Pakistan is going to polls under unusually fraught circumstances. A major candidate has been ruled out of the fray over controversial corruption charges. An aspirant to the top job is alleged to have the total support of the military. Others are groping in the dark, caught between fear and expediency, basically sitting on the fence. The July 25 elections have a total of 342 seats up for grabs, out of which 272 are general seats while the remaining 70 are special seats ring-fenced for women and ethnic minority candidates.
In the meantime, the more independent sections of the media are facing a trial by fire. The Dawn group for example is being coerced without formal charges to line up behind the powerful military, which it has refused to do. The result is an unofficial but extremely effective crackdown on the circulation of the Dawn newspaper while airing of its TV news has been severely curtailed through a silent fiat.
One can’t ignore the claims of the military’s critics that the elections look primed to be rigged in favour of former cricket star Imran Khan, an ally of the generals. Khan’s politics of riding religious populism and his surrender to the clergy will play a part in the future politics of Pakistan, which is already laid low by a surfeit of regressive links between politics, religion and foreign policy.
Former Pakistan PM Nawaz Sharif has threatened to land in Islamabad to be jailed for his conviction on corruption charges. It is possible that he may get some sympathy support if the conduct of the polls is fair and neutral.
The Election Commission of Pakistan (ECP) will play a pivotal role in Pakistan’s election. Dawn and others have expressed apprehensions about ECP’s role for the security forces in the conduct of the polls.
Whatever the outcome, the military looks set to remain the clearing house for substantial policies, including ties with India and other foreign challenges. Indians have been accused by the more liberal and democratic quarters in Pakistan of supporting the military by habit as the chief interlocutor on policy with New Delhi. Little looks primed to change that perception. In fact, there is already a palpable preparation in India to deal with the familiar power centres when the deed is done on July 25. What the Indian government has in mind, the opposition may not be privy to. Speculation is rife that there could be a standoff with Pakistan to improve PM Modi’s chances for 2019. How any war or bloodshed will impact Lalu Yadav, Mayawati and Akhilesh Yadav has seldom been explained. The opposition could be in a bigger bind if Modi moves to improve ties with Pakistan in some dramatic fashion.
Regardless of the outcome, India would do well to think about encouraging a more democratic neighbourhood. It could heed Dawn’s editorial, for example, of the difficulties that democracy is experiencing in Pakistan. A good neighbour can express concern without being intrusive in the affairs of another country.
The Election Commission of Pakistan (ECP) will play a pivotal role in Pakistan’s election. Dawn and others have expressed apprehensions about ECP’s role for the security forces in the conduct of the polls. “It had been hoped that the first general election to be held since significant electoral reforms were legislated by parliament would see an assured ECP taking greater charge than ever of the full polling process in order to guarantee transparency and fairness,” Tuesday’s editorial said.

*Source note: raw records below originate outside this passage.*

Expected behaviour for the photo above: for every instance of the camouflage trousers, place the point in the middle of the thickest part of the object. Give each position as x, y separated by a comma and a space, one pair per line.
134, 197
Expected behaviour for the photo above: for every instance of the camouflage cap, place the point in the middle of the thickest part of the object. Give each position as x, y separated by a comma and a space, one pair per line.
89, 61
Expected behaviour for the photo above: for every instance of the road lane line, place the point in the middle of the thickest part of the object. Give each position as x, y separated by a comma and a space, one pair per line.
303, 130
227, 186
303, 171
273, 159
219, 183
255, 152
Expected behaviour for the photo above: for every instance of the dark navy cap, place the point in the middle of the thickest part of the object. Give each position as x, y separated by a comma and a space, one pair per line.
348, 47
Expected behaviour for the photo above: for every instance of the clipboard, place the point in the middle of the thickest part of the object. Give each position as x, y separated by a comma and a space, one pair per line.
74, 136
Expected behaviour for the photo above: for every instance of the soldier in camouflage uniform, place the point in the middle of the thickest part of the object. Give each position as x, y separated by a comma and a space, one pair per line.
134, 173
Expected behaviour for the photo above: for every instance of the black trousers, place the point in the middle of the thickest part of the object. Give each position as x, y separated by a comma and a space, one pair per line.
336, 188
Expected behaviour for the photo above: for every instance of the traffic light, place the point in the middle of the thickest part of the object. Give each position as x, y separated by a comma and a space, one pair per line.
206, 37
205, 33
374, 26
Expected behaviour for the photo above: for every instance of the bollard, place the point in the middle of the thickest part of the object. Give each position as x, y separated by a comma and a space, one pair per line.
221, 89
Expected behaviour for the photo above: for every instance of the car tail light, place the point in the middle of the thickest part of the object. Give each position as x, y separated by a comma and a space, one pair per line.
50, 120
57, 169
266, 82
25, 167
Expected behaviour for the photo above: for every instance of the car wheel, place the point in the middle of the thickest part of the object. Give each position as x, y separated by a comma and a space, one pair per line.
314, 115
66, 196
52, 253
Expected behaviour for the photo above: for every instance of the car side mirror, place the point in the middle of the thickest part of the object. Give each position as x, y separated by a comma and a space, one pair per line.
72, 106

“Yet, the code of conduct issued by ECP has envisaged a new and unprecedented role for security forces assisting the polling process. Security personnel on deputation from the armed forces will now have a role in the transmission of the election results from polling stations to ECP.” That’s something for the Indian opposition to watch and think about as much as it is Pakistan’s problem. “The code of conduct does specify that election officials are overall in charge of the polling and counting processes and that the result of the count and ballot paper account at the polling station level must be shared with polling agents of candidates and election observers if they request copies. But it is discouraging that rather than expanding its control of the process, the ECP has seen fit to involve other entities in an unprecedented manner for certain crucial aspects of the poll process.”
The media is clearly worried. “At a time of heightened political controversies and allegations by some major political parties of anti-democratic interference in the electoral process, surely the ECP should have sought to demonstrate that civilian institutions are capable of delivering on the full range of their duties and responsibilities. Instead, the ECP seems to have taken a more inert approach to managing the election process than is desirable. Certainly, a balance is needed: too heavy-handed an approach by the ECP could stifle genuine electoral competition.”